Grünes Coca-Cola: ein Drittel weniger Zucker

Mit Coca-Cola Life kommt am 17. Februar das dritte kalorienreduzierte Cola auf den österreichischen Markt.

von Anita Kattinger

Ein halber Liter enthält 18 Stück Würfelzucker – was in Cola steckt, ist längst kein Geheimnis mehr. In zahlreichen Ländern sieht sich der Getränkekonzern mit Steuern auf Limonaden oder anderen Maßnahmen gegen Fettleibigkeit konfrontiert. Bereits 1983 führte der Konzern seine zuckerfreie Light-Variante ein, deren Süße durch das chemische Süßungsmittel Aspartam hervorgerufen wird. 23 Jahre später folgte Coca-Cola Zero. In beiden steckt Aspartam, allerdings unterscheiden sich die Marketingkonzepte: Cola Light ist auf die Zielgruppe Frauen zugeschnitten, Zero auf die Männer. Gender-Marketing heißt das Zauberwort.

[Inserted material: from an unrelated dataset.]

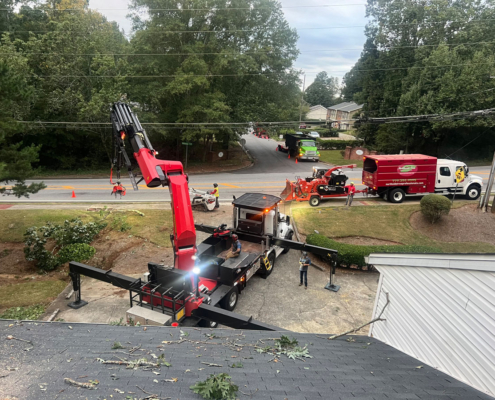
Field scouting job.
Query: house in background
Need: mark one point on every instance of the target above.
(339, 115)
(317, 113)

Weniger Kalorien, weniger Aspartam

Nun möchte der Limonadenhersteller mit dem neuen kalorienreduzierten Coca-Cola Life den österreichischen Getränkemarkt aufmischen – mit viel Tamtam wird am 17. Februar die Markteinführung im Wiener Museumsquartier offiziell gefeiert. Bisher verkaufte nur Julius Meinl am Graben das Brausegetränk, das sich dort bereits besser verkauft als Cola Light.

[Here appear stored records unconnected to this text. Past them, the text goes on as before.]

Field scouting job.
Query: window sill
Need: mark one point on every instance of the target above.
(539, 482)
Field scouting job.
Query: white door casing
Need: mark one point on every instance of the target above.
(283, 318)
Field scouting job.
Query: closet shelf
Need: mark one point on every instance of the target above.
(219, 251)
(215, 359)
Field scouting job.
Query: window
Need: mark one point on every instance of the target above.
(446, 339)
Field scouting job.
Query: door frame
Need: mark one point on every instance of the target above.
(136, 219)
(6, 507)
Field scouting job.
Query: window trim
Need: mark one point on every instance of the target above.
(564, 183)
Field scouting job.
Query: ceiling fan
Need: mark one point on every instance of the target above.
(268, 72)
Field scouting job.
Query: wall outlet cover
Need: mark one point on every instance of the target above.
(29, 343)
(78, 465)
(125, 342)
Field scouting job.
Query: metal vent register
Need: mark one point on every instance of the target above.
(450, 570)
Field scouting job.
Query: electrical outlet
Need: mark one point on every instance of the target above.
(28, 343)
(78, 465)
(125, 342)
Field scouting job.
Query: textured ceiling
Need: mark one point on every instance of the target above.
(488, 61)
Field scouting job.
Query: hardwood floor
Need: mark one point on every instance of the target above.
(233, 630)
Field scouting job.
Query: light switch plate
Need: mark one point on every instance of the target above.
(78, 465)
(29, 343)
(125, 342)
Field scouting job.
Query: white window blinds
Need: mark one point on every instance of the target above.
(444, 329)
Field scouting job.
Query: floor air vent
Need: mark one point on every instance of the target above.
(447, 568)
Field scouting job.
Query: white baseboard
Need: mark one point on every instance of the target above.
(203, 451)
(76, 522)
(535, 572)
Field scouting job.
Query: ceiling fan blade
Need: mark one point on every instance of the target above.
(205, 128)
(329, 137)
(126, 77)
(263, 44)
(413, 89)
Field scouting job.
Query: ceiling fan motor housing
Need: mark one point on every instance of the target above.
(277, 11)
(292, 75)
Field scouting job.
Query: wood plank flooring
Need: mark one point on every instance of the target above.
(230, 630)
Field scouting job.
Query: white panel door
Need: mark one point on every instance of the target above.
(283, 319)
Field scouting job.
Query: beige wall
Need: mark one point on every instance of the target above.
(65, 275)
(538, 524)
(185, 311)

Die Farbe Grün und der Name Life geben das Programm vor: Das neue Cola soll nicht mit Chemie und schon gar nicht mit Übergewicht in Verbindung gebracht werden. Die "grüne" Variante spricht die gesundheitsbewussten Lifestyle-Menschen an, denn der neue Drink besteht aus dem südamerikanischen Kraut Stevia. In Südamerika wurde das Cola Life bereits vor zwei Jahren eingeführt. Der Konzern setzt das Süßungsmittel auch für Sprite ein.

Stevia hat einen geschmacklichen Nachteil: Es schmeckt bitter. Aus diesem Grund besteht das neue Cola auch nicht zu 100 Prozent aus Stevia. Der Vorteil: Steviolgylcoside beeinflussen nicht den Blutzuckerspiegel und sind praktisch kalorienfrei. Im Gegensatz zu Rüben- und Rohrzucker verursacht Stevia auch kein Karies. Seit der Zulassung im Dezember 2011 gibt es einige Produkte, vor allem Limonaden, die auf die "natürliche Süße" setzen. Wobei der Begriff natürlich durchaus kritisch zu betrachten ist, denn die EU erteilte nicht die Genehmigung für die Pflanze, sondern für deren Inhaltsstoffe Steviosid und Rebaudiosid. Diese müssen aus der Pflanze extrahiert und als E 960 (Steviolglycoside) den Lebensmitteln zugesetzt werden. Ohne Chemie geht das nicht.

Rote Ampel für grünes Cola

Die Verbraucherzentrale Niedersachsen warnte bereits vergangenes Jahr vor dem bedenkenlosen Genuss und vergab eine rote Ampel für das grüne Cola: Schon ein halber Liter Stevia-Cola überschreitet die von der WHO empfohlene Zuckermenge pro Tag. Ein halber Liter Cola Life kommt nämlich trotz Zuckerreduktion und des Einsatzes von Stevia auf elf Stück Würfel Zucker (34 Gramm). Kurz nach dem Start und der Schelte der Konsumentenschützer in Deutschland kündigte der Limonaden-Konzern an, die Rezeptur auf nur 50 Prozent des herkömmlichen Colas reduzieren zu wollen.